In all, 35 studies met inclusion criteria, representing 3262 TAK patients. All studies were observational and of low to moderate quality. Mean age at symptom onset or at diagnosis ranged from 10 to 49 years and mean delay from symptom onset to diagnosis ranged from 2 months to 7.6 years. Study follow-up times were from 22 months to 17 years. The majority of studies had >70% female subjects. The pooled prevalence of stroke in TAK was 8.9% (95% CI: 7.0-10.9%) and of MI was 3.4% (95% CI: 2.1-4.8%) at any time during the disease course. There was moderate-to-severe heterogeneity across the studies (stroke: I = 64.9%; MI: I = 74.0%). Other ischemic complications were inconsistently reported.

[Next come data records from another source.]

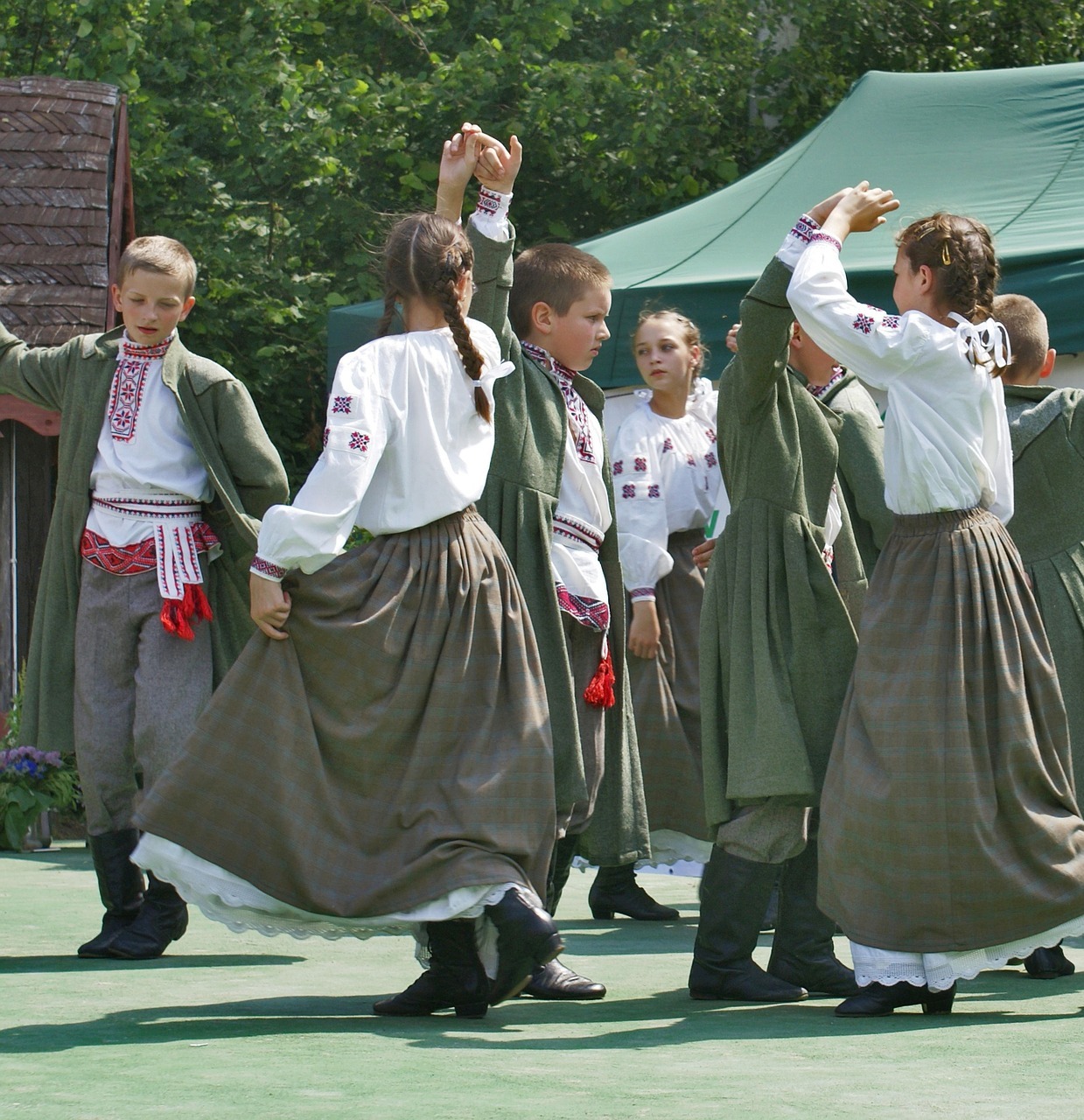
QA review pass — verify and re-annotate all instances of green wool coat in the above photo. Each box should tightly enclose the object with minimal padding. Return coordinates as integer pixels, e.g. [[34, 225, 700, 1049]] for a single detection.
[[820, 372, 892, 577], [0, 326, 289, 752], [1004, 382, 1084, 797], [468, 227, 651, 864], [700, 260, 867, 827]]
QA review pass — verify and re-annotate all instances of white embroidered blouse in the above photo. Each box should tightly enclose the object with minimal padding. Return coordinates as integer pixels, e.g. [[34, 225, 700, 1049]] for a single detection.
[[87, 345, 213, 547], [611, 377, 731, 603], [252, 319, 513, 579], [779, 230, 1012, 522]]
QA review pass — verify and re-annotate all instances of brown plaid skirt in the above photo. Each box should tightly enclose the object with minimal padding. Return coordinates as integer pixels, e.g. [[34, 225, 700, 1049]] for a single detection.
[[139, 508, 555, 917], [819, 508, 1084, 952], [628, 528, 711, 840]]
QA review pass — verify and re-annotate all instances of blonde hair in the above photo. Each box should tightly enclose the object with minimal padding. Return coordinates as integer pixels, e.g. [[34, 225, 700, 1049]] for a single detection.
[[508, 242, 613, 339], [993, 296, 1051, 377], [116, 237, 196, 299]]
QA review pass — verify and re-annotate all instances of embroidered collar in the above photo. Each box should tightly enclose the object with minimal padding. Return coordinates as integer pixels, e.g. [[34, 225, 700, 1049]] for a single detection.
[[520, 343, 576, 385], [121, 331, 177, 361], [805, 365, 847, 397], [107, 331, 176, 444], [520, 341, 598, 463]]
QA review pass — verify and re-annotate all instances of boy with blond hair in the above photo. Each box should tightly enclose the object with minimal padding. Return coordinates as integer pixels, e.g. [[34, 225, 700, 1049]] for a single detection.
[[437, 125, 654, 999], [0, 237, 288, 960], [993, 295, 1084, 980]]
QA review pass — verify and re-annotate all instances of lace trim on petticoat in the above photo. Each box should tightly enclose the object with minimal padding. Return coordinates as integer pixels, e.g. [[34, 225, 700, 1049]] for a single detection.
[[851, 915, 1084, 991], [132, 832, 521, 941]]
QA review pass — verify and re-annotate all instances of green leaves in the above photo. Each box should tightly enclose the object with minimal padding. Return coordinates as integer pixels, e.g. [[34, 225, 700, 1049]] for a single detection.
[[0, 0, 1084, 483]]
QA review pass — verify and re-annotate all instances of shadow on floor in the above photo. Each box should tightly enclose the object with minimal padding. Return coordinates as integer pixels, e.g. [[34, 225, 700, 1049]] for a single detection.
[[0, 973, 1084, 1054]]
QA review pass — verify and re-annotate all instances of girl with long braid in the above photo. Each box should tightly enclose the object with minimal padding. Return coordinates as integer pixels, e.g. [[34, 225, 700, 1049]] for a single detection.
[[136, 214, 563, 1017], [780, 183, 1084, 1017]]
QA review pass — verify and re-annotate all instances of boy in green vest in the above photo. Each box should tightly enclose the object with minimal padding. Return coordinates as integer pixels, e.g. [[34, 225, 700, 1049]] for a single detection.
[[0, 231, 288, 960], [689, 206, 865, 1003], [993, 295, 1084, 980], [437, 125, 654, 999]]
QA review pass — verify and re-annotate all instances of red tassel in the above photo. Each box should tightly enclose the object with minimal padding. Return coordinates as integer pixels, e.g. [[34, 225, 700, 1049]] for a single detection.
[[584, 649, 617, 708], [160, 584, 213, 641]]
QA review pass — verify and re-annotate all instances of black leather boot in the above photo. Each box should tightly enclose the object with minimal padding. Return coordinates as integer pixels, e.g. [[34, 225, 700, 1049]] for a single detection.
[[689, 847, 808, 1004], [486, 887, 564, 1004], [768, 836, 861, 996], [108, 872, 188, 961], [79, 829, 143, 957], [545, 836, 580, 914], [1024, 942, 1076, 980], [373, 920, 489, 1019], [836, 981, 956, 1019], [587, 864, 681, 921]]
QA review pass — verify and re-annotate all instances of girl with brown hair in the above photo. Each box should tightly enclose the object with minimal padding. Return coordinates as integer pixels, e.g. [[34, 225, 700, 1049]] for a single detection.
[[136, 214, 563, 1017], [785, 190, 1084, 1016]]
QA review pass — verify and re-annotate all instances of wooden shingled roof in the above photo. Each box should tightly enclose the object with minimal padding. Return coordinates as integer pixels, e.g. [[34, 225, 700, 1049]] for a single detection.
[[0, 77, 135, 345]]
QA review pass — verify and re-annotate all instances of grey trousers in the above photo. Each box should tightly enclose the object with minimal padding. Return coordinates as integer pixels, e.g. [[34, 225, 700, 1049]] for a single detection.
[[75, 556, 213, 836], [716, 797, 812, 864], [557, 613, 605, 836]]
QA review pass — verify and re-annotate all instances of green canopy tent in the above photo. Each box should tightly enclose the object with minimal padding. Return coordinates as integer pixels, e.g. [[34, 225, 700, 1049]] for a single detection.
[[328, 63, 1084, 388]]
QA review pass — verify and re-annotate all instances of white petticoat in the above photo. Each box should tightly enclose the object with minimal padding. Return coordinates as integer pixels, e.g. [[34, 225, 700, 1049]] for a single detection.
[[851, 915, 1084, 991], [636, 829, 712, 875], [132, 832, 521, 977]]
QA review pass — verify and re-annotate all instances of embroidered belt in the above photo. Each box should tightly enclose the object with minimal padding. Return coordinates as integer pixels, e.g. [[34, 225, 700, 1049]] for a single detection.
[[553, 513, 603, 552], [87, 495, 219, 599]]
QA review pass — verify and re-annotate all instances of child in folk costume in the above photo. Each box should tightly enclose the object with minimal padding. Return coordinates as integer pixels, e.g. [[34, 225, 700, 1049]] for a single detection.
[[437, 125, 649, 999], [0, 237, 288, 960], [589, 311, 728, 905], [136, 214, 563, 1017], [788, 183, 1084, 1016], [721, 323, 892, 575], [689, 206, 865, 1003], [993, 296, 1084, 980], [791, 323, 892, 576]]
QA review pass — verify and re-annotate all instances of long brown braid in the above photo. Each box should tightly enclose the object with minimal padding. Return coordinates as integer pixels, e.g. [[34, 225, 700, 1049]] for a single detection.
[[376, 214, 491, 420], [896, 211, 999, 323]]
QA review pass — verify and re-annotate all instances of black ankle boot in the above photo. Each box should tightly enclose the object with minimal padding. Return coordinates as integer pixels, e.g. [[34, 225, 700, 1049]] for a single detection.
[[836, 981, 956, 1019], [689, 847, 808, 1004], [77, 829, 143, 957], [1024, 942, 1076, 980], [587, 864, 681, 921], [108, 872, 188, 961], [545, 836, 580, 915], [373, 920, 489, 1019], [486, 886, 564, 1004], [768, 836, 861, 996]]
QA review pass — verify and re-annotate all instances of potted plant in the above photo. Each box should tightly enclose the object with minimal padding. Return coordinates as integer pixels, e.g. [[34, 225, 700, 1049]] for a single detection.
[[0, 680, 79, 851]]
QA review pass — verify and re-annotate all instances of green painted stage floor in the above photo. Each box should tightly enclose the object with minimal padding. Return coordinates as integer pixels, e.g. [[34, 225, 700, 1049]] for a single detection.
[[0, 844, 1084, 1120]]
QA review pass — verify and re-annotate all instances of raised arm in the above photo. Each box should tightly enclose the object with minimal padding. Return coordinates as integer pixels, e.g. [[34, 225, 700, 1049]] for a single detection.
[[0, 323, 83, 412]]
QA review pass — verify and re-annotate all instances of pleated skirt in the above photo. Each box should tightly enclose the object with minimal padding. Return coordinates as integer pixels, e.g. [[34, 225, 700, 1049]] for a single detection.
[[137, 508, 555, 935], [628, 528, 711, 864], [819, 508, 1084, 954]]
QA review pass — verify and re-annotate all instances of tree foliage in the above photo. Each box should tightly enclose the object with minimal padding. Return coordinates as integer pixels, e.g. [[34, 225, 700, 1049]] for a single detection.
[[0, 0, 1084, 480]]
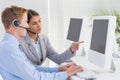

Stroke and MI are common in TAK patients. Further studies are needed to identify predictors and preventative measures for severe ischemic events in TAK patients.
多发性大动脉炎(TAK)是一种罕见的大血管血管炎,其缺血性并发症具有较高的发病率和死亡率。本荟萃分析旨在确定 TAK 患者发生严重缺血性并发症的比例。
我们检索了 MEDLINE、EMBASE 和 Cochrane 图书馆自建库以来至 2016 年 3 月的文献。纳入至少报告了一种严重缺血性并发症的文章。采用随机效应模型进行逆方差加权,以估计 TAK 患者发生缺血性并发症的合并比例。
共有 35 项研究符合纳入标准,共纳入 3262 例 TAK 患者。所有研究均为观察性研究,质量为低到中等。发病症状或诊断时的平均年龄为 10 至 49 岁,从发病症状到诊断的平均延迟时间为 2 个月至 7.6 年。研究随访时间从 22 个月到 17 年不等。大多数研究中女性患者比例>70%。TAK 患者中任何时间发生卒中的合并患病率为 8.9%(95%CI:7.0%-10.9%),心肌梗死的合并患病率为 3.4%(95%CI:2.1%-4.8%)。研究间存在中度至高度异质性(卒中:I²=64.9%;心肌梗死:I²=74.0%)。其他缺血性并发症的报告不一致。
卒中和心肌梗死在 TAK 患者中较为常见。需要进一步研究以确定 TAK 患者严重缺血事件的预测因素和预防措施。